| Mar042008 | Yeah, Being Single |
Diana says she finds it admirable that I stay single instead of just leaping into a relationship. That made me smile and I was geniunely happy to hear that. It’s not by choice, is what sprang to mind but in a way, I guess it is. At the end of the day, I’m responsible for my own life and it’s the result of rational decisions, rationalised decisions, bad habits and various bits of crazy I’ve accumulated over the years.
I’ve been single forever. And I don’t mean like swinging bachelor single, the boring kind of single. When there is another warm body sharing my bed, it’s my MacBook Pro. It plays back episodes of 30 Rock, Flight of the Conchords, No Reservations and Top Chef. It makes me laugh but it doesn’t really laugh at my jokes nor does it provide me with backrubs and rambling anecdotes about the frenemies at work.
I’ve had friends comment about how non-plussed I am about being single. I’m not freaking out about girls, I don’t sniff about them and I much more readily incorporate them into my life as friends instead of more than friends (although sometimes “more” doesn’t actually mean more). I try not to even talk about girls, I always end up with my cards held close to my chest like I’m afraid something might happen if anyone knew my master plan.
The obvious truth is that I freak out just as much as any other single person. It’s part and parcel of the experience. I think everybody has voids in their life; places where we feel unfulfilled and empty, places that we want to enrich and fill with flowers, rainbows and unicorns.

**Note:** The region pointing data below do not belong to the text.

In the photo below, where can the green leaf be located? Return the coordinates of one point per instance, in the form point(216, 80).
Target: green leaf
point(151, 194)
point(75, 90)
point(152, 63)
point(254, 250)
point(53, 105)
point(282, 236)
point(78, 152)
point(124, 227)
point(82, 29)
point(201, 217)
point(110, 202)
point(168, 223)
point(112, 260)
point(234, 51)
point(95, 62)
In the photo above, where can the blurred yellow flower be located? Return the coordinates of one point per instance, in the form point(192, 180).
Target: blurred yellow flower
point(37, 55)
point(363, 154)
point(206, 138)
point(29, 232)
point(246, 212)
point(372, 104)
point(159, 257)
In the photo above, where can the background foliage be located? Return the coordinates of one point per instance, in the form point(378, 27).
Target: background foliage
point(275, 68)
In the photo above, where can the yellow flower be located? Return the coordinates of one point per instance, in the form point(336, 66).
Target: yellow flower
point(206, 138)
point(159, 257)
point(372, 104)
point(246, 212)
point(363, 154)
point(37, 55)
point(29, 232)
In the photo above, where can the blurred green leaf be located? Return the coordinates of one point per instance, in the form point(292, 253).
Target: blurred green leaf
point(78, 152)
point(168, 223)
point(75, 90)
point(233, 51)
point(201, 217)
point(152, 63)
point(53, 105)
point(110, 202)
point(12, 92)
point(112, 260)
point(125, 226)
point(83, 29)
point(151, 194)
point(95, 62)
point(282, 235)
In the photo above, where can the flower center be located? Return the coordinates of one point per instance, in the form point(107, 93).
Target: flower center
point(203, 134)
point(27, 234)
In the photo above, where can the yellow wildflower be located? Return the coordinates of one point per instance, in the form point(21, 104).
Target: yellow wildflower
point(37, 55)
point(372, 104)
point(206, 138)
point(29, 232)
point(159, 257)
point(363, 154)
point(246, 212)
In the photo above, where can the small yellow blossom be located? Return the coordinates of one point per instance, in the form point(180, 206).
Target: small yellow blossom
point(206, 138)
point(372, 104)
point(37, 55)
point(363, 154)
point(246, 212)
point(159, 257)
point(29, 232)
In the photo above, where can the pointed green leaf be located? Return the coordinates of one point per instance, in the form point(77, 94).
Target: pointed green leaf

I think being single can be like taking a highlighter to these voids. But I certainly acknowledge that people in relationships continue to have these voids. I’ve seen couples that Eternal Sunshine refers to as “the dining dead” and I’ve seen couples that build on each other’s strengths and become greater than the sum of their parts. Being part of a couple changes the equation but it doesn’t remove those voids. Having someone to come home to doesn’t magically help you learn that musical instrument, write that novel or reconcile with that long lost family member but it certainly helps to have the right person around at the right time.
For a lot of people, being single is a problem to be solved but it’s rarely the most important problem.
My thoughts about singlehood aren’t particularly organised and I’m sure hypocrisy lurks in all the unswept corners but what I’m trying to say is that I’m ok with being single. I’m happy to work on my self-realisation alone, surfacing now and again to get help from a friend and going back to my work. I was always the quiet one in class.